Bluetooth 4, particularly 4.2, introduced Low Energy (LE) technology, which was a game-changer for battery-powered devices like beacons. It provided an efficient way to transmit small amounts of data over a reasonable range without draining the battery. This efficiency made Bluetooth 4 beacons incredibly popular for a wide range of applications, from retail marketing to indoor navigation and asset tracking.

In real-world scenarios, the extended range and speed of Bluetooth 5 are often unnecessary for typical beacon applications. Most beacon use-cases, like sending notifications or tracking assets, require neither long-range transmission nor high-speed data transfer both of which usually cause more Bluetooth battery use. Bluetooth 4’s capabilities sufficiently meet these requirements, making it a practical choice.

The transition to Bluetooth 5 beacons will likely charge a little as the market penetration of Bluetooth 5-enabled smartphones increases. However, only applications demanding higher data throughput and longer ranges will gravitate towards Bluetooth 5. However, until there is a significant shift in the smartphones, Bluetooth 4 will continue to be the backbone of beacon technology.

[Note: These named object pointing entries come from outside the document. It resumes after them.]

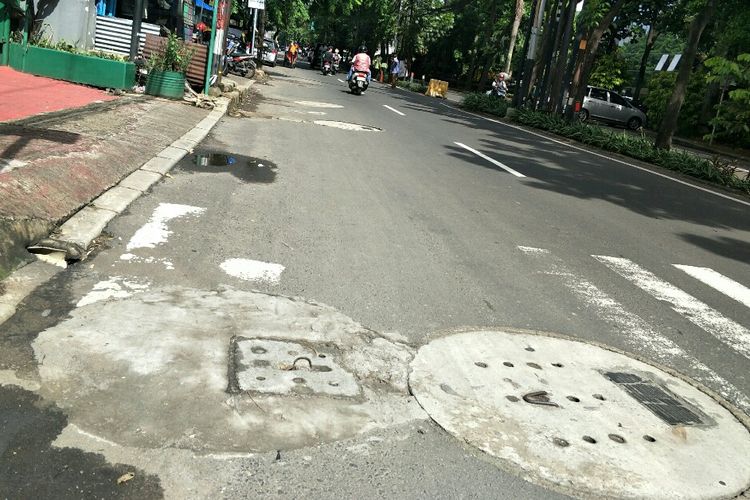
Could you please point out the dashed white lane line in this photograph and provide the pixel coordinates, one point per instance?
(394, 110)
(719, 282)
(491, 160)
(638, 333)
(700, 314)
(611, 158)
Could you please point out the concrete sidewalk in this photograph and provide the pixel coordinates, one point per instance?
(66, 174)
(23, 95)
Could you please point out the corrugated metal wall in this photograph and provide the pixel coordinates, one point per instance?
(113, 34)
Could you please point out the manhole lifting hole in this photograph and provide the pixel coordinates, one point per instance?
(280, 367)
(631, 430)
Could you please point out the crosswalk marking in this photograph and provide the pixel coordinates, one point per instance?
(638, 333)
(719, 282)
(699, 313)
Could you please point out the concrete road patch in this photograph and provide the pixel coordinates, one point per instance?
(581, 418)
(178, 367)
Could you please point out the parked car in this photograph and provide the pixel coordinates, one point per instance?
(609, 106)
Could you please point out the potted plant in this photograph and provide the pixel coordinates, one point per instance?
(166, 69)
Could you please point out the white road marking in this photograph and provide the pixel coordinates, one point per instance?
(532, 250)
(491, 160)
(394, 110)
(731, 333)
(718, 281)
(114, 288)
(317, 104)
(155, 231)
(611, 158)
(638, 333)
(253, 270)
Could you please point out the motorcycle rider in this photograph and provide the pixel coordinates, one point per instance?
(360, 62)
(499, 87)
(328, 57)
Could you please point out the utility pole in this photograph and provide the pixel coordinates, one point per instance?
(537, 13)
(136, 29)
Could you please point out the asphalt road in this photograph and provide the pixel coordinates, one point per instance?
(437, 220)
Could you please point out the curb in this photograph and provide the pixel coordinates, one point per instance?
(89, 222)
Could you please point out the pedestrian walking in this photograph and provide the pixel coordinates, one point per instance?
(395, 69)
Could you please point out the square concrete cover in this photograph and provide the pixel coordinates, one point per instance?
(275, 367)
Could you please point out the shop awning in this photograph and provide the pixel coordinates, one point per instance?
(203, 5)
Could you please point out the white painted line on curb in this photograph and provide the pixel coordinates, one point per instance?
(611, 158)
(639, 334)
(731, 333)
(394, 110)
(718, 281)
(493, 161)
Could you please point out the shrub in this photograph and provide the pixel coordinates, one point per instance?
(176, 56)
(660, 88)
(478, 101)
(637, 147)
(413, 86)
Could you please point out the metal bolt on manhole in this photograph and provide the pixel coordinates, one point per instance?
(657, 436)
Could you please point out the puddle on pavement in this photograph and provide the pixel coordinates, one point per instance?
(245, 168)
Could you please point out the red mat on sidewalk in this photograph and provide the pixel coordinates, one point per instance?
(23, 95)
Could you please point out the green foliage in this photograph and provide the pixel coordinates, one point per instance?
(609, 71)
(660, 88)
(41, 39)
(479, 101)
(637, 147)
(413, 86)
(732, 120)
(176, 56)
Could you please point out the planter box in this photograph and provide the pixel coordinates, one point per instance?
(77, 68)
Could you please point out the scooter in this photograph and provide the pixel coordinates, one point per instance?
(239, 63)
(358, 82)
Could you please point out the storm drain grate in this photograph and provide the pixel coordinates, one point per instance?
(658, 400)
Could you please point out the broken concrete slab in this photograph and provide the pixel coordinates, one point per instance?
(140, 180)
(117, 199)
(86, 225)
(177, 354)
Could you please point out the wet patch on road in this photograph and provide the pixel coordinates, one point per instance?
(32, 467)
(245, 168)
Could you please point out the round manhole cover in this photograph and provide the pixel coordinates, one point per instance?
(582, 418)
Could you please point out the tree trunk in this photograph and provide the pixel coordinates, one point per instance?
(514, 34)
(586, 56)
(650, 40)
(669, 124)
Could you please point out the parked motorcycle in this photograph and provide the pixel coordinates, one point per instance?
(358, 82)
(239, 63)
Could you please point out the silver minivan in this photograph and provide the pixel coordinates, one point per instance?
(610, 106)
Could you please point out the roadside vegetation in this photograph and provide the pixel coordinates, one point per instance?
(638, 147)
(479, 101)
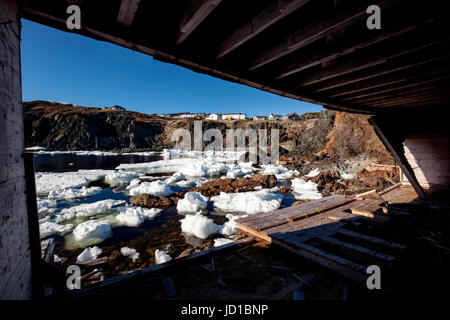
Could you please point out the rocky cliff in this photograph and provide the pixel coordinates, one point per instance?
(58, 126)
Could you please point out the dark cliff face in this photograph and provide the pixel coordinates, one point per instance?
(57, 126)
(65, 127)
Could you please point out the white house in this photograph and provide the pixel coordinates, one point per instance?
(214, 116)
(234, 116)
(259, 118)
(274, 116)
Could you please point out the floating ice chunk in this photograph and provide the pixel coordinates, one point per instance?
(93, 230)
(192, 202)
(71, 193)
(89, 254)
(46, 228)
(117, 178)
(347, 176)
(280, 172)
(130, 252)
(48, 181)
(156, 188)
(306, 190)
(221, 241)
(200, 226)
(91, 209)
(162, 256)
(134, 216)
(313, 173)
(46, 205)
(250, 202)
(177, 176)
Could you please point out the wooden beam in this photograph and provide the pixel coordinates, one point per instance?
(394, 66)
(127, 12)
(388, 80)
(360, 41)
(400, 158)
(275, 12)
(196, 12)
(313, 32)
(376, 56)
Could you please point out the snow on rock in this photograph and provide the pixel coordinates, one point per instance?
(89, 254)
(91, 209)
(156, 188)
(200, 226)
(118, 178)
(192, 202)
(46, 205)
(48, 181)
(135, 216)
(47, 228)
(313, 173)
(71, 193)
(306, 190)
(221, 241)
(280, 172)
(177, 176)
(162, 256)
(130, 252)
(93, 230)
(347, 176)
(249, 202)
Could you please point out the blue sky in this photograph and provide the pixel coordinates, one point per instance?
(64, 67)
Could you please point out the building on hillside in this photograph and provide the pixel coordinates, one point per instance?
(292, 116)
(259, 118)
(274, 116)
(214, 116)
(234, 116)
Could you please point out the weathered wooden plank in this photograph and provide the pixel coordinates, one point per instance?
(198, 10)
(357, 249)
(344, 267)
(313, 32)
(378, 241)
(275, 12)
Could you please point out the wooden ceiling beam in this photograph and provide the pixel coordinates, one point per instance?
(375, 57)
(313, 32)
(127, 12)
(273, 13)
(195, 14)
(390, 79)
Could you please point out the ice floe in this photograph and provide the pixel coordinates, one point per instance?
(47, 228)
(93, 230)
(313, 173)
(89, 209)
(46, 205)
(280, 172)
(249, 202)
(89, 254)
(130, 252)
(192, 202)
(135, 216)
(71, 193)
(305, 190)
(222, 241)
(162, 256)
(156, 188)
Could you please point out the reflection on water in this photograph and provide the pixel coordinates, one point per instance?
(70, 162)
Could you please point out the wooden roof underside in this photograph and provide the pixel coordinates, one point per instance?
(317, 51)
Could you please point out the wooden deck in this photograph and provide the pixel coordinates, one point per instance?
(319, 231)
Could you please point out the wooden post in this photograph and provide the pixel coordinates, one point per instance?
(400, 158)
(33, 227)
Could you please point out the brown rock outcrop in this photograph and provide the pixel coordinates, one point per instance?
(150, 201)
(230, 185)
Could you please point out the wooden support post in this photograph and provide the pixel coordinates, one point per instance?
(400, 158)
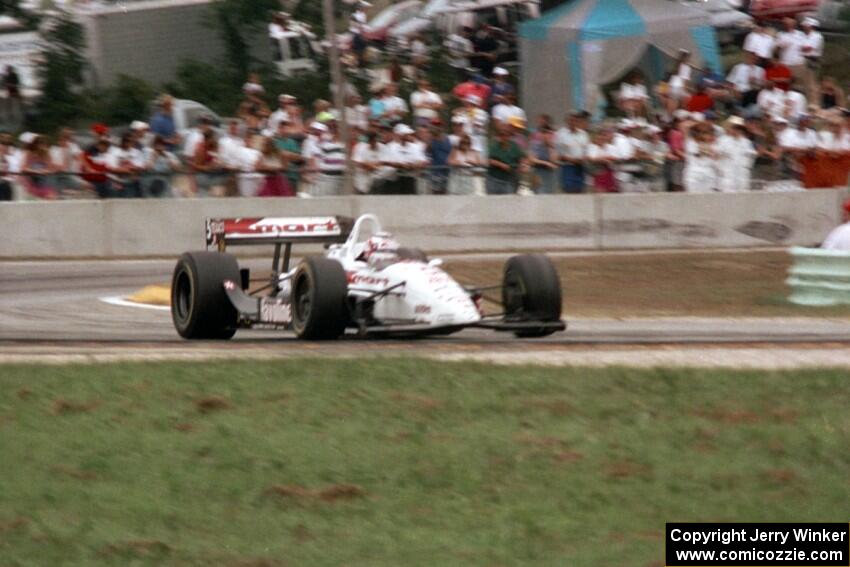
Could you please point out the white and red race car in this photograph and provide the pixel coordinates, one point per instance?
(365, 282)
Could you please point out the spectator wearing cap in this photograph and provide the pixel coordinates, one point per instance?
(830, 94)
(486, 46)
(747, 79)
(162, 122)
(211, 173)
(366, 158)
(760, 43)
(700, 100)
(543, 157)
(633, 97)
(253, 86)
(426, 103)
(812, 49)
(271, 165)
(407, 156)
(282, 113)
(504, 160)
(67, 158)
(438, 151)
(126, 162)
(736, 157)
(290, 152)
(790, 42)
(356, 113)
(475, 121)
(507, 109)
(839, 238)
(500, 86)
(161, 165)
(701, 158)
(196, 135)
(777, 72)
(571, 144)
(395, 108)
(328, 160)
(464, 160)
(95, 168)
(39, 169)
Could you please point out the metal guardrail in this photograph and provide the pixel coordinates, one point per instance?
(819, 277)
(305, 182)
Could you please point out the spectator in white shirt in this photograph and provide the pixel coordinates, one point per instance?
(367, 163)
(633, 96)
(279, 115)
(790, 42)
(771, 101)
(406, 155)
(426, 103)
(506, 109)
(736, 157)
(839, 238)
(812, 51)
(395, 109)
(126, 161)
(760, 42)
(747, 78)
(571, 144)
(67, 158)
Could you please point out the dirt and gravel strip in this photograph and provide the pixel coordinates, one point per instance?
(736, 356)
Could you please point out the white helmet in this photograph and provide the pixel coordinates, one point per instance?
(380, 244)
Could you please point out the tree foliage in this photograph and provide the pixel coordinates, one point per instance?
(60, 72)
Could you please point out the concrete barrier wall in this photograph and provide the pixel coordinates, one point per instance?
(170, 226)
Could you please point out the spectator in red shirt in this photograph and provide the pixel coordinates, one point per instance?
(700, 101)
(778, 73)
(474, 85)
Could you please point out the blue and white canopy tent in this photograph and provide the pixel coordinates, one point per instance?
(571, 51)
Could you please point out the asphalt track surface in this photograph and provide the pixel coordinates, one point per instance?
(59, 306)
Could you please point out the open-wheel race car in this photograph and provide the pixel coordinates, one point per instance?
(364, 283)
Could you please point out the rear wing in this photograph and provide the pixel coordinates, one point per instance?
(222, 233)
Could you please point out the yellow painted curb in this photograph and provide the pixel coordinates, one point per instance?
(152, 295)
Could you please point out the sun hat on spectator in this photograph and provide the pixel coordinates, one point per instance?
(100, 129)
(403, 130)
(516, 122)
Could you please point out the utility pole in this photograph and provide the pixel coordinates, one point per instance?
(338, 88)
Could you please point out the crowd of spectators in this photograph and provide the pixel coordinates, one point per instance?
(696, 131)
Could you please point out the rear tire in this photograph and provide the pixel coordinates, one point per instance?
(200, 308)
(531, 291)
(412, 254)
(319, 293)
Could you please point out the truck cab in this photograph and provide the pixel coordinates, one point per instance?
(293, 51)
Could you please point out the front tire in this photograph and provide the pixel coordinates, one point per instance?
(200, 308)
(531, 291)
(319, 292)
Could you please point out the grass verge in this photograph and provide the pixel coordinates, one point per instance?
(403, 462)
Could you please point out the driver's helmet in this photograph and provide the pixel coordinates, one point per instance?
(381, 246)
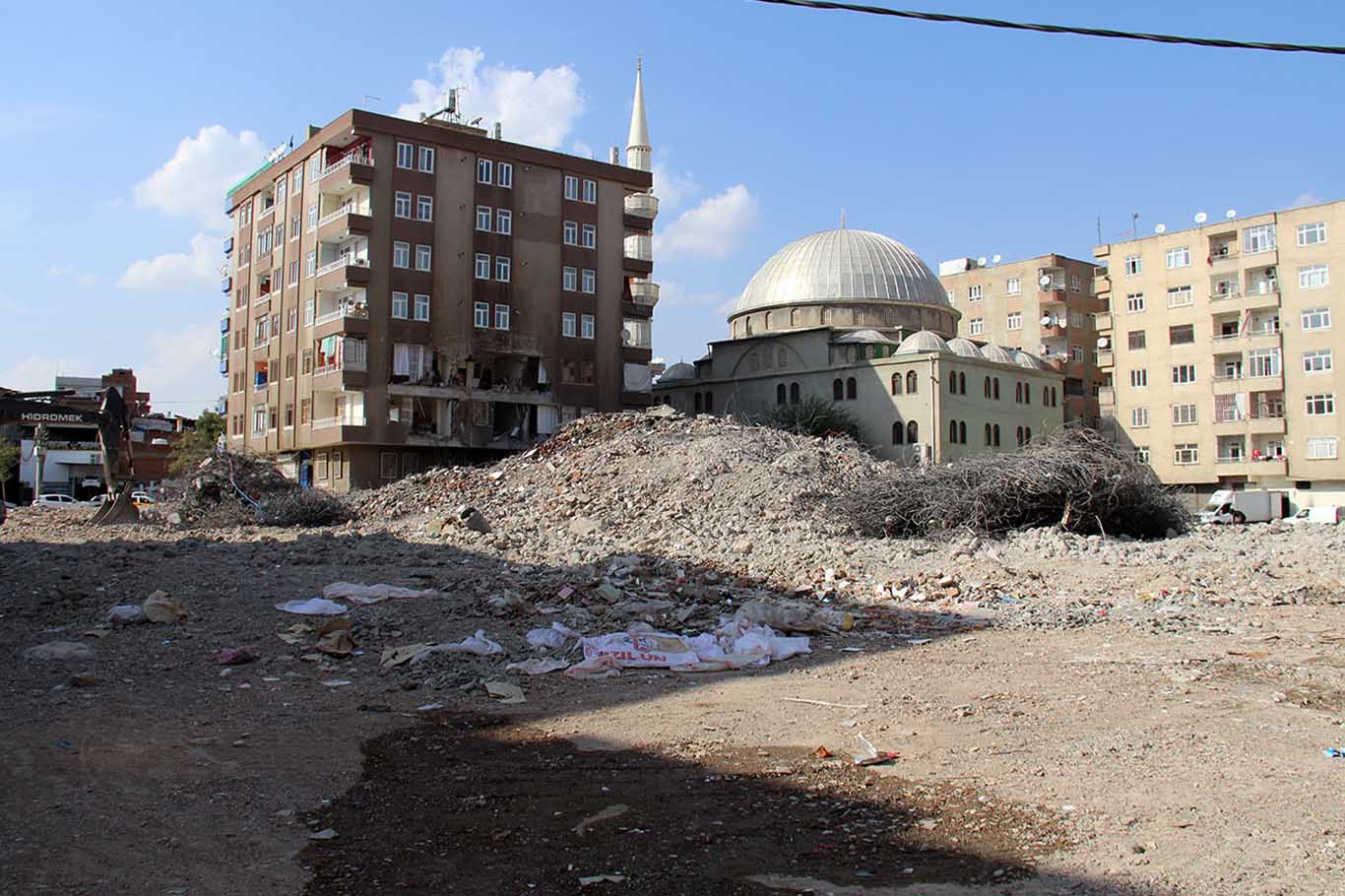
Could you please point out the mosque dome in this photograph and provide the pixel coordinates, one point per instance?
(842, 265)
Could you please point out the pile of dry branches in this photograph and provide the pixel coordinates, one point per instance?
(1076, 480)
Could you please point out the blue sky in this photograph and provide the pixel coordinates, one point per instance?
(121, 121)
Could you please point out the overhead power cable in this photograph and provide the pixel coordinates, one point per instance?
(1051, 29)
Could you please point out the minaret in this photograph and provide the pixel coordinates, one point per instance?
(638, 153)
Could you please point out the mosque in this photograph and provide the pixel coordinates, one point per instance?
(859, 319)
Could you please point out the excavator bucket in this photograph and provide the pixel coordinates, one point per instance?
(117, 511)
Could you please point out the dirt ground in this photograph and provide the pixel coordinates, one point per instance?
(1095, 757)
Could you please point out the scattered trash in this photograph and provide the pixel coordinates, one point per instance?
(312, 607)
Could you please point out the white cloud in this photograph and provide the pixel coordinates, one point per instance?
(193, 182)
(715, 228)
(194, 271)
(537, 109)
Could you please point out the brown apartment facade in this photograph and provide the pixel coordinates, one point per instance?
(403, 293)
(1043, 305)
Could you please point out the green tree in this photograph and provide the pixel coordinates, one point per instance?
(198, 443)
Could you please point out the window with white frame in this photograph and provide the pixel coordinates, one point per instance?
(1179, 257)
(1313, 276)
(1322, 448)
(1185, 455)
(1321, 404)
(1318, 360)
(1312, 234)
(1316, 318)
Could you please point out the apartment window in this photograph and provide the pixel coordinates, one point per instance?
(1311, 235)
(1322, 448)
(1321, 404)
(1316, 360)
(1316, 318)
(1260, 238)
(1179, 257)
(1313, 276)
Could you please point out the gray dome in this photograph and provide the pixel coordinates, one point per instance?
(965, 348)
(842, 265)
(923, 341)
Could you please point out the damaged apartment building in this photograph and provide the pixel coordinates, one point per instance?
(404, 293)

In conclusion, while Bluetooth 5 offers technological enhancements, the beacon market’s reliance on Bluetooth 4 is underpinned by practical considerations. Compatibility with the existing smartphone ecosystem and the adequacy of Bluetooth 4 for current applications justify its continued dominance.

Indoor Locating Using Beacons in Nursing Care

The new paper Relabeling for Indoor Localization Using Stationary Beacons in Nursing Care Facilities by Christina Garcia and Sozo Inoue from the Graduate School of Life Science and Systems Engineering, Kyushu Institute of Technology, Japan, presents a study on enhancing machine learning for indoor localisation in caregiving, specifically in nursing homes, using Bluetooth Low Energy (BLE) technology.

The study addresses the challenge of limited data available for training machine learning models in indoor localisation, which is critical for monitoring staff-to-patient assistance and managing workload in caregiving environments. The authors propose a data augmentation method that repurposes the Received Signal Strength (RSSI) from various beacons by re-labeling them to locations with fewer data samples, thus resolving data imbalances. This method uses standard deviation and Kullback–Leibler divergence to measure signal patterns and find matching beacons for re-labeling. Two variations of re-labeling are implemented: full and partial matching.

The performance of this method is evaluated using a real-world dataset collected over five days in a nursing care facility equipped with 25 Bluetooth beacons.

Overall, the study highlights the effectiveness of the proposed re-labelling method in enhancing indoor localisation accuracy in nursing care facilities, providing a valuable contribution to the field of caregiving and workload management.